Change the theme and font style:

> g+geom_point(aes(color=drv))+theme_bw(base_family='Times')

Outlier Data#

Set limits to not show an outlier

Using plot with outlier data:

> plot(myx, myy, type='l', ylim=c(-3,3))

With ggplot:

> g <- ggplot(testdat, aes(x=myx, y=myy))
> g+geom_line()+ylim(-3,3)

Can also be done by limiting the coordinate system:

> g + geom_line() + coord_cartesian(ylim=c(-3,3))
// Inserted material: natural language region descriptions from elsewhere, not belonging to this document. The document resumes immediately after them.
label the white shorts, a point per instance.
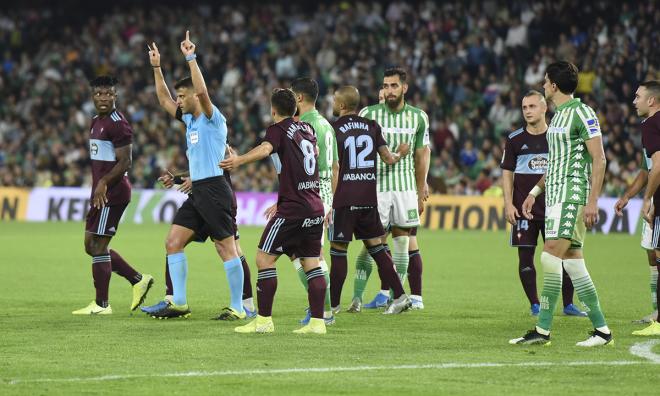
(326, 209)
(647, 235)
(398, 209)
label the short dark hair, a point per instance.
(184, 83)
(653, 86)
(564, 75)
(103, 81)
(306, 86)
(284, 102)
(396, 71)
Create facetted scatterplot with marginal totals:

> g + geom_point() + facet_grid(drv~cyl, margins=TRUE)

With a smooth trendline:

> g + geom_point() + facet_grid(drv~cyl, margins=TRUE) + geom_smooth(method='lm', se=FALSE, size=2, color='black')

GGPlot2 Extras#

You can specify the binwidth (usually range / x):

> qplot(price, data=diamonds, binwidth=18497/30)

Change fill of histogram based on factor:

> qplot(price, data=diamonds, binwidth=18497/30, fill=cut)
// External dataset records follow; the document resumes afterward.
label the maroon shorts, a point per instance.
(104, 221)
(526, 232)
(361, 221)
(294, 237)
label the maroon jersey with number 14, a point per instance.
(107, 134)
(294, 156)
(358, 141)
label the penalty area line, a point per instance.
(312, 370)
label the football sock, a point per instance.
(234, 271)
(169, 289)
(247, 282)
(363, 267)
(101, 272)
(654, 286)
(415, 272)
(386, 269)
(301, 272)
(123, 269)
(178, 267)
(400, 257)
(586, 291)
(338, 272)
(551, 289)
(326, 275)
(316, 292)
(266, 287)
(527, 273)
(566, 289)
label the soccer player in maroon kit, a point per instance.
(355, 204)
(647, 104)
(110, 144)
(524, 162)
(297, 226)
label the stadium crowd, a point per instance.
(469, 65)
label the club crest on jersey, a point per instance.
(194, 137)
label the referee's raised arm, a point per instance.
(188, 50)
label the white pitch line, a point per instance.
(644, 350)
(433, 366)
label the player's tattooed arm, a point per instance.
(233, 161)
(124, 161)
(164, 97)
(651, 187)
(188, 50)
Histogram as a density function:

> qplot(price, data=diamonds, geom='density')

Density by colour:

> qplot(price, data=diamonds, geom='density', color=cut)

Change shape based on cut:

> qplot(carat, price, data=diamonds, shape=cut)

Add regression lines for each cut:

> qplot(carat, price, data=diamonds, color=cut) + geom_smooth(method='lm')

facets: The symbol to the left of the tilde indicates rows and the symbol to the right of the tilde indicates columns

> qplot(carat, price, data=diamonds, color=cut, facets=.~cut) + geom_smooth(method='lm')

cut, which allows you to divide your data into sets and label each entry as belonging to one of the sets

So you can create a factor out of numerical data

> cutpoints <- quantile(diamonds$carat,seq(0,1,length=4),na.rm=TRUE)
> cutpoints
   0% 33.33333% 66.66667%      100% 
 0.20      0.50      1.00      5.01

Create a new name for the data:

> diamonds$car2 <- cut(diamonds$carat,cutpoints); stageVariable("diamonds$car2",diamonds$car2)

Because the dataset was changed we have to create the graphical object again:

> g <- ggplot(diamonds, aes(depth, price))

> g+geom_point(alpha=1/3) + facet_grid(cut ~ car2)

Boxplot#

> ggplot(diamonds, aes(carat, price))+geom_boxplot()+facet_grid(. ~ cut)

Hierarchical Clustering#

A simple way of quickly examining and displaying multi-dimensional data. This technique is usually most useful in the early stages of analysis when you’re trying to get an understanding of the data

Clustering organizes data points that are close into groups. So obvious questions are “How do we define close?”, “How do we group things?”, and “How do we interpret the grouping?” Cluster analysis is a very important topic in data analysis.

Closeness: Distance or similarity are usually the metrics used

Measuring distance: Euclidean distance and correlation similarity are continuous measures, while Manhattan distance is a binary measure

Euclidean distance is distance “as the crow flies”. Many applications, however, can’t realistically use crow-flying distance. Cars, for instance, have to follow roads.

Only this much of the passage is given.